The Government Junta of Bolivia (Spanish: Junta de Gobierno), officially known as the Governmental Junta of the Republic (Spanish: Junta Gubernativa de la República), or also as the Governmental Junta Charged with Supreme Command of the Nation (Spanish: Junta Gubernativa Encargada del Mando Supremo de la Nación), was a civil-military junta which ruled Bolivia from 14 January to 4 May 1861. It was chaired by a triumvirate of three men; two Bolivians and one Argentine: José María de Achá, Manuel Antonio Sánchez, and Ruperto Fernández, all of whom came to power after a coup d'état which ousted the government of José María Linares, the very president they had previously served under.
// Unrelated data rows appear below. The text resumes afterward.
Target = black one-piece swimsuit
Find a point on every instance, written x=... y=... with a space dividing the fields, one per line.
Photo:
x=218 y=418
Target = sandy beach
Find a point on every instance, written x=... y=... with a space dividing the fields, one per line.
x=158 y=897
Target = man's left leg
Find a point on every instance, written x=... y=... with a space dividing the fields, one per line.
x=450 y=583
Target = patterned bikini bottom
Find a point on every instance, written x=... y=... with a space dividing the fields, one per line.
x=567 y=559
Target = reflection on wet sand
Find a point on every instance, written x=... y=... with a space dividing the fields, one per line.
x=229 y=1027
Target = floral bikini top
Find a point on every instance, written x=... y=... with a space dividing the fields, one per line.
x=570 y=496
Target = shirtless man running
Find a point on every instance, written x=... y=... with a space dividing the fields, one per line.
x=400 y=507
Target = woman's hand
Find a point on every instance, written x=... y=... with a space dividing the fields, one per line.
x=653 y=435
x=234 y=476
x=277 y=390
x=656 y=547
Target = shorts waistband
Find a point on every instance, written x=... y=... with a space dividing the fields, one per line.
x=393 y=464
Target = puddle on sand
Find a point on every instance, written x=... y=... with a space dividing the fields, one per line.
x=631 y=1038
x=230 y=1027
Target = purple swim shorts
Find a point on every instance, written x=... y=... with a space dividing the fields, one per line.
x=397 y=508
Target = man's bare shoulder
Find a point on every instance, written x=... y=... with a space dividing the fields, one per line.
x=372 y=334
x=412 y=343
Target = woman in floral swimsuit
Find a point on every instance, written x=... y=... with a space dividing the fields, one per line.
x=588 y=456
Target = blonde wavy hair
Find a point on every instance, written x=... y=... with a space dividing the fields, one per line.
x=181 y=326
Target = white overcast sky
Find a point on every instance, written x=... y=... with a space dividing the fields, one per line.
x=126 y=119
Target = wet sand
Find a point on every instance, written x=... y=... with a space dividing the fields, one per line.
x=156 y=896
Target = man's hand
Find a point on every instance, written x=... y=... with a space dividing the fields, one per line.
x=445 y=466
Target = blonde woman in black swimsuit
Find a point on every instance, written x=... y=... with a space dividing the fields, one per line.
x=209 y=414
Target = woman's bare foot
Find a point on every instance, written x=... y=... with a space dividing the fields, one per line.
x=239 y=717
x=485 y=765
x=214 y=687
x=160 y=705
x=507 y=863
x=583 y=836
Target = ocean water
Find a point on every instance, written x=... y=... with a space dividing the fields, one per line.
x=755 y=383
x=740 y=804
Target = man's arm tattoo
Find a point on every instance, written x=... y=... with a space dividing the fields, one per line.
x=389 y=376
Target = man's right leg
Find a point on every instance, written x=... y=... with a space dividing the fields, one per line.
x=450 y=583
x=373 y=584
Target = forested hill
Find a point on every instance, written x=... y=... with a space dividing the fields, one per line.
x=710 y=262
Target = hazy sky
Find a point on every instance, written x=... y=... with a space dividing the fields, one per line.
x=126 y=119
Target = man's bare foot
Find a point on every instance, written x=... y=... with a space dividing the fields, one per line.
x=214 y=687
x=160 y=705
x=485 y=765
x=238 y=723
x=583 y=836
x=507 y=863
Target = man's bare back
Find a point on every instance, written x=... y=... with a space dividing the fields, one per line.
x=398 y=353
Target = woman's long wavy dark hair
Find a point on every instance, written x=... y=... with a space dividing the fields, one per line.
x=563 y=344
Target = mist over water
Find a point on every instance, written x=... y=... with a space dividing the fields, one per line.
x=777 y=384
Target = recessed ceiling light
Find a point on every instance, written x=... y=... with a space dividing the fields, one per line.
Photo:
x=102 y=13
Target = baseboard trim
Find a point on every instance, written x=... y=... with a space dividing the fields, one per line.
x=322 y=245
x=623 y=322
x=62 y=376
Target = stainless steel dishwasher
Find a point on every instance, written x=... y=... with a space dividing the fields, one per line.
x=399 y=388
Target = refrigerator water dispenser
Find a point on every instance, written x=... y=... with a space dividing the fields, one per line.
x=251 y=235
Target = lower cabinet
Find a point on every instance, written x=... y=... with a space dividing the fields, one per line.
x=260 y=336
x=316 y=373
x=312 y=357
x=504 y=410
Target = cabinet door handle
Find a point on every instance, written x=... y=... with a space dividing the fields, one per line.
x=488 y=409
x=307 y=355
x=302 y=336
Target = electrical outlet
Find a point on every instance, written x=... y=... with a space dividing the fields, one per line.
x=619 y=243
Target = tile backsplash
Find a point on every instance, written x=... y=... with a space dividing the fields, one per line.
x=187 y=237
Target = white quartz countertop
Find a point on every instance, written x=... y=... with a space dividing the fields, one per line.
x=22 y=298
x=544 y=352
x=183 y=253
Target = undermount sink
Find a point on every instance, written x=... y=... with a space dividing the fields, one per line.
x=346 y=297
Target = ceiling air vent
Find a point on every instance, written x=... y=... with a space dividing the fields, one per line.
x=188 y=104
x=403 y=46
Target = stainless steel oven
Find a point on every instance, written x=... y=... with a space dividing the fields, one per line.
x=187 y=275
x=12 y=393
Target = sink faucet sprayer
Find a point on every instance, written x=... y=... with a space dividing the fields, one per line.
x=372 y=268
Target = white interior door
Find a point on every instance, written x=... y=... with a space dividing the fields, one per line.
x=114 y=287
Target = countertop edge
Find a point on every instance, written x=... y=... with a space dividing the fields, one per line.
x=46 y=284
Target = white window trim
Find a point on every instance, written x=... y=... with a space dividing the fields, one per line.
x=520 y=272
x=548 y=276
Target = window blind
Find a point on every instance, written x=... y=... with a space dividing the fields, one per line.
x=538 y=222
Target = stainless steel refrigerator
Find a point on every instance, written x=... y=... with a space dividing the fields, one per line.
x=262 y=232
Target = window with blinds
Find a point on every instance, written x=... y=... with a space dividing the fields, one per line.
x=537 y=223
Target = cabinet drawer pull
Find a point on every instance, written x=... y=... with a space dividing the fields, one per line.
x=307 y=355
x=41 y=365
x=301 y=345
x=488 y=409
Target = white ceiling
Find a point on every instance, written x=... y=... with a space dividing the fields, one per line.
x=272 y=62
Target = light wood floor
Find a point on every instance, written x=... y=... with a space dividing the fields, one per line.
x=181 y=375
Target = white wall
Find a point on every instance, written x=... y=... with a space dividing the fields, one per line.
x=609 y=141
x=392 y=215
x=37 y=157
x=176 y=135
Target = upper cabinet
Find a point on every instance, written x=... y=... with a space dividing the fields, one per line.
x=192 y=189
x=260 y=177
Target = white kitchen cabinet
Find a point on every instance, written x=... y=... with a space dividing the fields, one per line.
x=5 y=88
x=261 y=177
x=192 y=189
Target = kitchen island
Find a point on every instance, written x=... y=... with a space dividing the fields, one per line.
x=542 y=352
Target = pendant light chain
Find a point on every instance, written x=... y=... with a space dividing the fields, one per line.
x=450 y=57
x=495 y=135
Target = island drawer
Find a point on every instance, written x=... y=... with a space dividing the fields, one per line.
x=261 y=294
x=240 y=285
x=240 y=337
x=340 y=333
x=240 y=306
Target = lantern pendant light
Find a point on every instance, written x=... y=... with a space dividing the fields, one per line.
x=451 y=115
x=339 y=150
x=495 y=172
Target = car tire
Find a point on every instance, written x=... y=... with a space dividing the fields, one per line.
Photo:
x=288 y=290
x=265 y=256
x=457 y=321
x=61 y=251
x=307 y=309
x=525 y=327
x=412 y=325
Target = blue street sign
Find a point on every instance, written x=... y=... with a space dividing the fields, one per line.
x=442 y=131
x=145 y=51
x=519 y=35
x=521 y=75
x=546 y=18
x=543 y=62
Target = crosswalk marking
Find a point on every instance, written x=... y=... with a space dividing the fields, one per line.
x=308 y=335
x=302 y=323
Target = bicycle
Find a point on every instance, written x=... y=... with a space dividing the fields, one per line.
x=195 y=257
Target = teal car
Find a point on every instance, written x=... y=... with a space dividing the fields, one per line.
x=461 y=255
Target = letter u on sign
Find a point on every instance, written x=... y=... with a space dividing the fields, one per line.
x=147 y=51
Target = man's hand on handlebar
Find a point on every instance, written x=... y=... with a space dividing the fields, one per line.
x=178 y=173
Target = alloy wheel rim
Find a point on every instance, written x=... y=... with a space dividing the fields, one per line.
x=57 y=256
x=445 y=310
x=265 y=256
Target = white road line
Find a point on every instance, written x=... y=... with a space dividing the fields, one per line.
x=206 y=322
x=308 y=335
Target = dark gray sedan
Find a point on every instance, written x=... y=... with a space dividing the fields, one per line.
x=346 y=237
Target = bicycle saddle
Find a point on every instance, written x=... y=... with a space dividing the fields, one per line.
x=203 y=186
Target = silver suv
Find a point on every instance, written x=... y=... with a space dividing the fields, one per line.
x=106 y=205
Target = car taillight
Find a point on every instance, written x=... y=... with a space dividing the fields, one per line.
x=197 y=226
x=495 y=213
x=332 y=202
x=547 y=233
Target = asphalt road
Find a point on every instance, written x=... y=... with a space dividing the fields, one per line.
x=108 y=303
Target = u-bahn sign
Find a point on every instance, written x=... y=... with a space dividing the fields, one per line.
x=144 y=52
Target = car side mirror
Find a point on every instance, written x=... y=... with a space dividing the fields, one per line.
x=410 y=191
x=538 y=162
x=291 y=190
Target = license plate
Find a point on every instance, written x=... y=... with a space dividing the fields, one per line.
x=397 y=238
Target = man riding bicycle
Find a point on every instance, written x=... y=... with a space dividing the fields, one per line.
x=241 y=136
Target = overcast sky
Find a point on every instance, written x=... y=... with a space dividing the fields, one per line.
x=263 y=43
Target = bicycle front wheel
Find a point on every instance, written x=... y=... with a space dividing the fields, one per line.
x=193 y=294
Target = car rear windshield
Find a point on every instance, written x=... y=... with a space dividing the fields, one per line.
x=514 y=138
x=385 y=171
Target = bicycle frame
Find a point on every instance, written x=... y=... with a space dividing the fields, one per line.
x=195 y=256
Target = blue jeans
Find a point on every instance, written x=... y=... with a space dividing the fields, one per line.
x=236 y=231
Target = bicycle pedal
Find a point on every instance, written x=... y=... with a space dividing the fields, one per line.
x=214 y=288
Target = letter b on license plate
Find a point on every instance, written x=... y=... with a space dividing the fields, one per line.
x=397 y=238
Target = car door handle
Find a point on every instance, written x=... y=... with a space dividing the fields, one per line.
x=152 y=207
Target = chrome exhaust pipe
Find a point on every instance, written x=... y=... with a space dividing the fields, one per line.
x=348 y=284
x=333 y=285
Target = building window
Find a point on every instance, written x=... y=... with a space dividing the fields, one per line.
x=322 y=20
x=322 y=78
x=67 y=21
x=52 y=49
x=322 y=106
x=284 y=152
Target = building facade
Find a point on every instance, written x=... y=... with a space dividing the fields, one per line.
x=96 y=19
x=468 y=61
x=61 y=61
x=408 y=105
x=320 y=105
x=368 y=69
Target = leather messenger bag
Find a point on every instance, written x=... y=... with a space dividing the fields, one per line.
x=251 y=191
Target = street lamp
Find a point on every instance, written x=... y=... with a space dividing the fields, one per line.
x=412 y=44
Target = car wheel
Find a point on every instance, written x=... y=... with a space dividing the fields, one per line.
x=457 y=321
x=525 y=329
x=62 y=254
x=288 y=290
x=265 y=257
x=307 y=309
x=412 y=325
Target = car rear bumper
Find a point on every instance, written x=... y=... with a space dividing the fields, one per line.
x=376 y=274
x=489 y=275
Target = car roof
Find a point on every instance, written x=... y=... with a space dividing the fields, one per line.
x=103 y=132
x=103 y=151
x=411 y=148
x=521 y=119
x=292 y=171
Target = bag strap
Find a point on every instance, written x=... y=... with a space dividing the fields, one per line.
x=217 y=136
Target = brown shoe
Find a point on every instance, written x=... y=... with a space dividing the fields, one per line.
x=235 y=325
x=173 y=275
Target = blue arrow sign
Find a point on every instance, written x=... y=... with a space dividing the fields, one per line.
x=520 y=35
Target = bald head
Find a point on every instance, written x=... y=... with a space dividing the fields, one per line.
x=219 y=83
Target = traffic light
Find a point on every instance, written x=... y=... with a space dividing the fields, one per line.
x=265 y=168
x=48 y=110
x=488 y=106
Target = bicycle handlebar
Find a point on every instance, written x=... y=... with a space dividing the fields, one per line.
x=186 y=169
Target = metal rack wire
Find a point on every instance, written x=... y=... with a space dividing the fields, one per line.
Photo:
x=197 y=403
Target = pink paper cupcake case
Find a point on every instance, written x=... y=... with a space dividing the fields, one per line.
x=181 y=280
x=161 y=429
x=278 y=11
The junta was dissolved on 4 May 1861 when the National Constituent Assembly elected Achá as the provisional president.

History

1861 coup d'état 

On 14 January 1861, Ruperto Fernández and José María de Achá, ministers of state in the government and war portfolios, joined by Prefect of La Paz Manuel Antonio Sánchez, rebelled against the president they had been serving under, launching a coup d'état which ousted José María Linares. In their manifesto to the nation, the newly formed junta justified its actions as a "regenerative revolution" against the dictatorship President Linares had imposed in 1858.

National Constituent Assembly 
Immediately on 15 January 1861, the junta released the call for the convocation of a constituent assembly. The legislature was tasked with drafting a new constitution, the seventh such charter in Bolivian history, and was to elect a provisional president from among the triumvirs. Legislative elections were carried out in what was considered to be a generally democratic manner, resulting in the establishment of a multi-party assembly with members "from all walks of life". Upon its installation at the Loreto chapel on 1 May, the junta officially ceased its executive functions and transferred them to the assembly, chaired by Adolfo Ballivián. The same day, the assembly redelegated command to the junta until it could finish deliberating on who would lead the provisional government.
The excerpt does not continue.